Well, at least he admits to what he and his team are doing:
http://en.wikipedia.org/w/index.php?title=...oldid=210336704QUOTE(User:Filll @ 15:22, 5 May 2008 (UTC))
Sorry, but the only reason she is on Wikipedia is she signed the petition. She is not particularly notable as an academic. If you believe she is, spend a week or two writing a proper biography for her in a sandbox and let others look at it. And yes lots and lots of people have tried to claim she did not sign and wanted us to write that she did not sign and the New York Times writer is a stupid #$%^&* for writing that she signed. And just trying to hide the fact that she signed and the NYT wrote an article about it probably is not going to fly. If this is so all-fired important to you, why are you afraid of doing any real work? Stop complaining and do some real writing.
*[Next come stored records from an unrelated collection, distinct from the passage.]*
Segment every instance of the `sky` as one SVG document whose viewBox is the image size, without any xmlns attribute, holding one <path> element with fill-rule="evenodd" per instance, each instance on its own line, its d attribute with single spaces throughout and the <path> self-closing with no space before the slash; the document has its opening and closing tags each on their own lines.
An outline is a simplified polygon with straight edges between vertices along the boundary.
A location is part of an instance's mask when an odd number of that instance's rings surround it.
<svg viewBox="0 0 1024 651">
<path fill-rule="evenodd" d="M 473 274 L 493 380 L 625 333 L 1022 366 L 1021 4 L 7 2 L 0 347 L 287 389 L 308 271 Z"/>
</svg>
All lies, of course. Nobody, nobody at all, is trying to claim that Picard didn't sign the petition, or that she was a "stupid #$%^&*" for doing so, and certainly not that she
wrote what she signed! (where the f*** did
that come from?). And nobody is trying to hide the fact that the NYT wrote an article that mentioned her as one of the signers, either.
We're simply saying that this shouldn't be treated as anything beyond the signing of a petition, i.e, a minor incident that shouldn't form the basis of an entire biography on the world's most heavily-scraped and -searched information site.
Anyone who takes Filll up on his offer to write about Picard in a "sandbox" is wasting their time, obviously -
his team will never stop attacking Rosalind Picard, and they will never let this end."Stop complaining and do some real writing" is the standard rejoinder for people on WP who are faced with evidence of their own abuses and have no valid counter-arguments whatsoever.